Error code 126/127 when using mallet on Google colab

441 Views Asked by At
from gensim.models.wrappers import LdaMallet
# mallet_path = 'C:/Users/kmuth/Downloads/mallet-2.0.8/bin/mallet' # update this path
mallet_path = '/content/drive/MyDrive/data/mallet/mallet-2.0.8/bin/mallet'
ldamallet = gensim.models.wrappers.LdaMallet(mallet_path, corpus=doc_term_matrix, num_topics=15, id2word=dictionary)

I'm currently having this error: CalledProcessError: Command '/content/drive/MyDrive/data/mallet/mallet-2.0.8/bin/mallet import-file --preserve-case --keep-sequence --remove-stopwords --token-regex "\S+" --input /tmp/d20b66_corpus.txt --output /tmp/d20b66_corpus.mallet' returned non-zero exit status 126.

when trying to create an lda model using mallet as i have read it somehow does a better job than the built in lda model in the gensim package.

i'm trying to follow this tutorial(to try the mallet bit): https://www.machinelearningplus.com/nlp/topic-modeling-gensim-python/#14computemodelperplexityandcoherencescore

I would really appreciate any help as I don't have any idea to what the error is. Is it not finding the file, do I have to install it? Pretty much a noob

I have tried to change the mallet path around from my pc and from my drive with no avail.

Thank you, Sean

1

There are 1 best solutions below

3
gojomo On

IIUC, Google Colab runs on Google's servers.

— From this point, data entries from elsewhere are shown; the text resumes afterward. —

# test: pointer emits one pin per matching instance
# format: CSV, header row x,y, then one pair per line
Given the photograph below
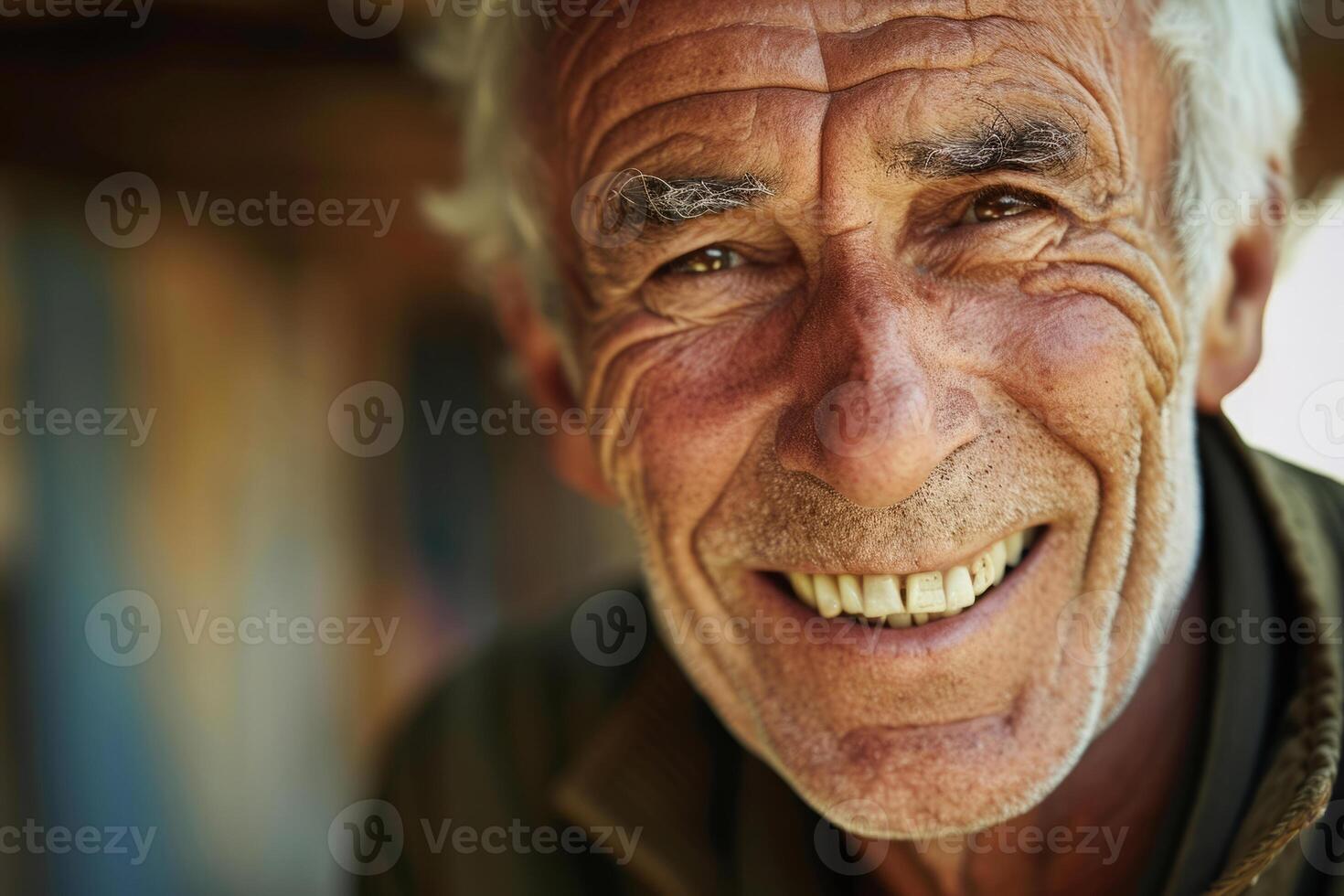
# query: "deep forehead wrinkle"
x,y
726,58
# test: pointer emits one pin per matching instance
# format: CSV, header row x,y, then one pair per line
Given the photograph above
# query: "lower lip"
x,y
847,633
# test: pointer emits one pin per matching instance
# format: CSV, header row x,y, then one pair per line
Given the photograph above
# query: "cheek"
x,y
703,397
1078,367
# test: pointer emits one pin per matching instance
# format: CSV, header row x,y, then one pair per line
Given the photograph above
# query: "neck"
x,y
1115,799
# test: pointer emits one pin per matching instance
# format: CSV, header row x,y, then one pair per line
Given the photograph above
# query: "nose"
x,y
883,414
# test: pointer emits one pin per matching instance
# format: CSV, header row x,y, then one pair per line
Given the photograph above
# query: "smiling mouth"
x,y
915,598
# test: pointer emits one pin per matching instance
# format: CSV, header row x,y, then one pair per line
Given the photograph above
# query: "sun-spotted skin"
x,y
1031,371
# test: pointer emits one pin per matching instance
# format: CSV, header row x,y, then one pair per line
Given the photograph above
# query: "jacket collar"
x,y
655,762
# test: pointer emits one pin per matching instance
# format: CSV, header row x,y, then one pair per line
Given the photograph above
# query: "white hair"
x,y
1229,62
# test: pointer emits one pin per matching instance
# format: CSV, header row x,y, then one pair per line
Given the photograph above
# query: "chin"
x,y
949,720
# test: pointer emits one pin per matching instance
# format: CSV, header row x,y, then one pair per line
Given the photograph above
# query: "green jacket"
x,y
532,738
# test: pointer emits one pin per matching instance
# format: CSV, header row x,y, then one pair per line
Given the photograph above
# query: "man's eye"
x,y
703,261
1001,202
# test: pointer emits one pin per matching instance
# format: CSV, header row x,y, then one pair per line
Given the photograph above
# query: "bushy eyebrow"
x,y
677,200
997,143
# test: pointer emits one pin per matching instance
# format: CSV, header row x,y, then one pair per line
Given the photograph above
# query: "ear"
x,y
1237,316
537,346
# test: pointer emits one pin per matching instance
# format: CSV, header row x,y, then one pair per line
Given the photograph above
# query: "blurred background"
x,y
235,501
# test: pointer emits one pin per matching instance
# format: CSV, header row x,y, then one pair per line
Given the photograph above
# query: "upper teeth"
x,y
914,598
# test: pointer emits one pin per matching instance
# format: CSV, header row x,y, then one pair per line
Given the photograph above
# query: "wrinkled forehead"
x,y
677,77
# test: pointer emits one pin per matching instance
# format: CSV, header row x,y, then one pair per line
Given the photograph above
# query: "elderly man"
x,y
958,581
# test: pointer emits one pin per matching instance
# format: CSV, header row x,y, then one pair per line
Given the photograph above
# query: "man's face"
x,y
946,316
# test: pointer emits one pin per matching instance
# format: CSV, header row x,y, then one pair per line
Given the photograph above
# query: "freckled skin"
x,y
1029,371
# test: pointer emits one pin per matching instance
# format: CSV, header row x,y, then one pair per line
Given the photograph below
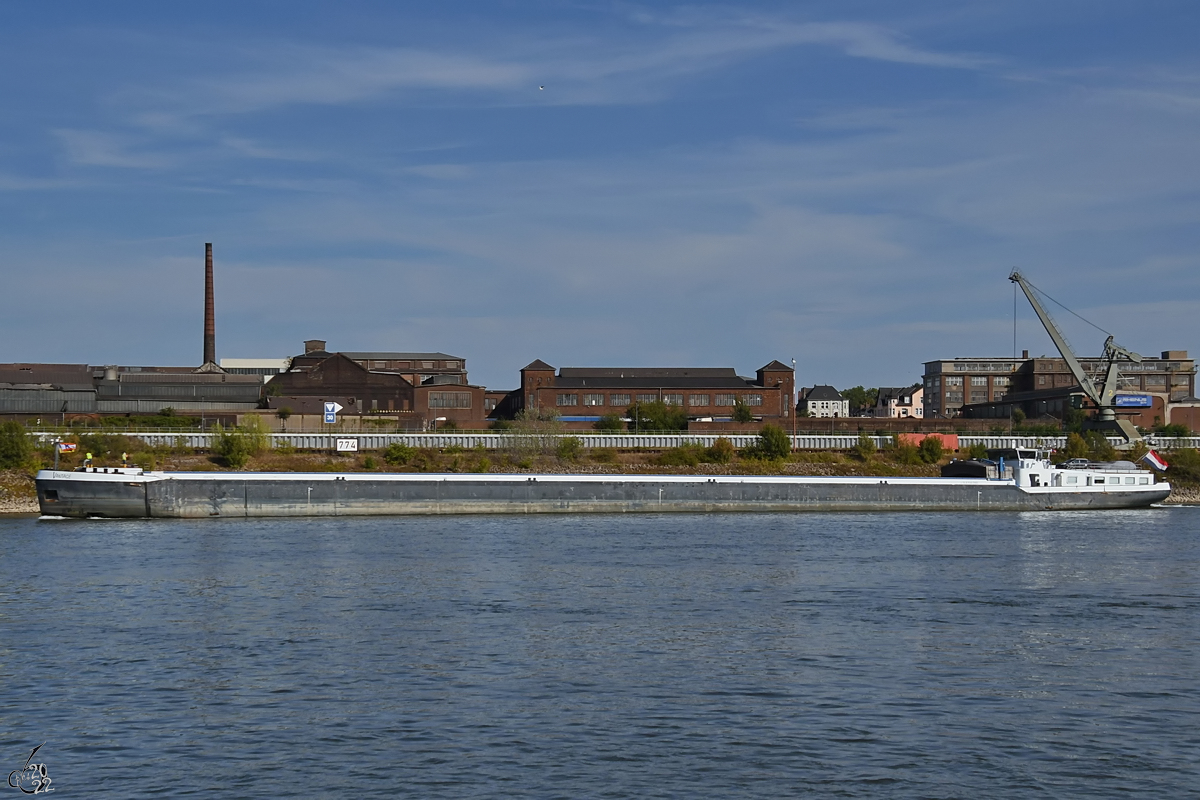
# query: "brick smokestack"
x,y
210,324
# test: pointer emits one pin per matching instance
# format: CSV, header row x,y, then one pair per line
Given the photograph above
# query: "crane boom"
x,y
1104,396
1060,341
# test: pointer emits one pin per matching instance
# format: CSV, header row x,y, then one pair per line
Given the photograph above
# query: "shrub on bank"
x,y
904,452
399,453
569,447
772,443
16,446
721,452
864,449
930,450
687,455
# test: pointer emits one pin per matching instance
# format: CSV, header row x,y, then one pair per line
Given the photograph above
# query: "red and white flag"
x,y
1155,461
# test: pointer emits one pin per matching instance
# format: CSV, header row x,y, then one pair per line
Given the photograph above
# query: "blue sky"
x,y
846,184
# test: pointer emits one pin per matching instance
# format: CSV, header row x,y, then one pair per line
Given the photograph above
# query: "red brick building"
x,y
433,403
586,394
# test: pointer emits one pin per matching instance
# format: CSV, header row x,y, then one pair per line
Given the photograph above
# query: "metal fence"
x,y
615,440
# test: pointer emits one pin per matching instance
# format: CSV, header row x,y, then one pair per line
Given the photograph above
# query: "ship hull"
x,y
131,493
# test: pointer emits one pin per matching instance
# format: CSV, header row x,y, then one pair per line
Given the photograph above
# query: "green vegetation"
x,y
604,455
772,443
237,446
569,447
687,455
721,452
534,431
399,455
657,416
1173,431
930,450
864,449
977,450
610,423
904,452
16,447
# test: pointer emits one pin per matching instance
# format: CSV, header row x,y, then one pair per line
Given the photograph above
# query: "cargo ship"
x,y
1024,481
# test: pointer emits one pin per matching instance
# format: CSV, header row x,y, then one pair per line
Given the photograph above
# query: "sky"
x,y
599,184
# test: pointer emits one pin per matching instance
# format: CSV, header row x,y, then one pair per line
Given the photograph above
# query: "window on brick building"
x,y
449,400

Did you compile/install the native mallet executable (on which that gensim.models.wrappers.LdaMallet depends) to a path and format – accessable to the notebook – from which the Google Colab notebook can execute it? (Is that even allowed in Google Colab?)

Note also that the latest (4.0+) versions of Gensim have eliminated the wrappers as somewhat awkward to use, hard-to-maintain, & somewhat redundant with other implementations. So you may want to consider using Gensim's own LdaModel instead of this no-longer-supported wrapper of another package.